On a fourth-and-4 from the Oregon 40-yard-line, Whittingham decided to go against his aggressive mindset and punt. The Utes soon received the karmic payback that typically accompanies stealing plays from Mark Dantonio’s strategic dossier.

Five plays later, CJ Verdell ended the game’s morsel of alleged drama by cutting 70 yards through the heart of the Utah defense for a runaway touchdown. That was the same Utah defense that was supposed to be the reason they could compete with the elite teams in college football. The same menacing front that NFL scouts were drooling over before the game.

“Obviously tonight was a huge disappointment,” Whittingham said after the game. “We lost the game in the one area we’ve been undefeated all season, the line of scrimmage.”

Even if Utah had cobbled together a comeback and won in overtime, the performance certainly didn’t feature any distinguishing qualities that would have pushed the Utes up into the top four. They’d likely still have lost a résumé comparison if they’d somhow managed a way to win.

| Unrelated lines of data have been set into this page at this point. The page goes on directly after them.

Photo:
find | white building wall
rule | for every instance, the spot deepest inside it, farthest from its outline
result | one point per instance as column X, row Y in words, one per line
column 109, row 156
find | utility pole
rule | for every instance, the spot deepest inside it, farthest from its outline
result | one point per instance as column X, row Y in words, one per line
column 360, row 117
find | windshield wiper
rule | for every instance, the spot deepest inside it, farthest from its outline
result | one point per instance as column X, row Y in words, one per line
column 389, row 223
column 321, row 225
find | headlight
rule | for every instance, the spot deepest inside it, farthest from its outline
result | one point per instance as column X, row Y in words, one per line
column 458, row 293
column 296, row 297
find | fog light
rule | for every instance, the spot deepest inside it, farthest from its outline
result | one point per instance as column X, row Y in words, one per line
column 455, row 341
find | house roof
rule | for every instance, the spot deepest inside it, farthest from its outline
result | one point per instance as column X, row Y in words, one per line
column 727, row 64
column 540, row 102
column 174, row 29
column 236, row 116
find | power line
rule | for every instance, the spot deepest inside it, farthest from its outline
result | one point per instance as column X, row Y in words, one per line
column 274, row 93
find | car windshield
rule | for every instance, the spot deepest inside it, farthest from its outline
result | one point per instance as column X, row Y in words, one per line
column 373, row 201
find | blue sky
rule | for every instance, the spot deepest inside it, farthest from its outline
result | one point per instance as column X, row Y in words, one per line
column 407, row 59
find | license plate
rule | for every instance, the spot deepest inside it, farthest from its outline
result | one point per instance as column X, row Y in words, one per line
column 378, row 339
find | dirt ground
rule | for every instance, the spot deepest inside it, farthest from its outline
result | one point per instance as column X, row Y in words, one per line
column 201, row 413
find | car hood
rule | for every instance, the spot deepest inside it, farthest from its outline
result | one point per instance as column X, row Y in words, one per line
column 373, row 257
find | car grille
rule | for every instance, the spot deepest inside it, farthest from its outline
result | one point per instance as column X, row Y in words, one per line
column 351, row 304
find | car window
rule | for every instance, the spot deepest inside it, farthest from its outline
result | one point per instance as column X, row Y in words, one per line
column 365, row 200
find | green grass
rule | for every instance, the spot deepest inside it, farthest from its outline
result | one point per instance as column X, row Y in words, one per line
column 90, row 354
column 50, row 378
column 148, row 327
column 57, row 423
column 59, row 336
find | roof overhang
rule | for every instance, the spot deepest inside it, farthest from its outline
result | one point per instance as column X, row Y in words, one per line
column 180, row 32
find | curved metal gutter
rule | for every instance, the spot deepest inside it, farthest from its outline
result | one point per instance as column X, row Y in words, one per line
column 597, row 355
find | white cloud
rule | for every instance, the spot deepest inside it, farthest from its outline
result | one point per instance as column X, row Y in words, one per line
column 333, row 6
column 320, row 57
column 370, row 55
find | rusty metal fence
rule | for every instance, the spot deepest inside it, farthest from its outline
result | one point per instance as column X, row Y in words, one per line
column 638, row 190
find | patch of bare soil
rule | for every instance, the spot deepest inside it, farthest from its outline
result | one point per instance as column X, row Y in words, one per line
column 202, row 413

In the end, the game was much like the Pac-12 itself – underwhelming, uninspiring and giving no reason for the country to take notice. “These are important milestones,” Pac-12 commissioner Larry Scott said prior to the game of CFP appearances and national titles. “We're eager to see it happen.”

And after another sleepy title game, the Pac-12 remains lost in the college football wilderness. It lacks the money, cable reach and cachet of its power conference peers. And this slog of a night will serve as a cold shiver heading into the offseason – there aren’t a lot of signs that things will be changing soon in the Pac-12.